Contending that it would be a "hostile action" to declare China a currency manipulator, the Obama campaign has criticised Republican White House hopeful Mitt Romney's rhetorical promise to do so if elected.
Marie Harf, associate policy director for National Security in the Obama Campaign, told foreign journalists, on the sidelines of the Democratic national convention here that such a step would not be good for the country.
This is one of those areas where the contrast with Romney is really clear, she said.
"That he's pledged on day one of his presidency to designate China a currency manipulator, which has gotten him criticised by everyone from the Chamber of Commerce saying it's unnecessary to conservative media outlets in the United States, all have said that it would be an unnecessarily hostile action and that it wouldn't be good policy," she said.
"Again, this is an election with a choice. On this issue, he has made his policy clear. Our policy, we feel, strikes the right balance," Harf said responding to questions on anti-China rhetoric coming from the Romney campaign.
Laura Tyson, former Clinton Administration Chair of the Council of Economic Advisors and now an economic policy advisor to the Obama Campaign, said the Obama administration has continued a very important initiative of having an ongoing high-level bilateral economic dialogue with China.
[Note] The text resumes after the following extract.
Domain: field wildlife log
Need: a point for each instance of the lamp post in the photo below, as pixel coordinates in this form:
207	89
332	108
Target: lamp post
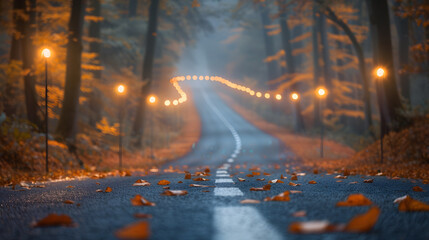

"So when we sit down with China and talk to them about our concerns about foreign investment in China or our concerns about say the indigenous innovation effort, that I think is the most important set of things we do and the Chinese talked to us about their concerns. So I would say you have to put the currency issue within a whole constellation of other issues," she said.
"I feel the administration has followed the correct course in terms of its actions on the currency question. In the meantime, of course, on real inflation adjusted terms, the Chinese currency has continued to appreciate. Of course now the Chinese economy is slowing down significantly as well," she said.
The issue of currency, she said, needs to be discussed within the context of the trade and investment relations with China.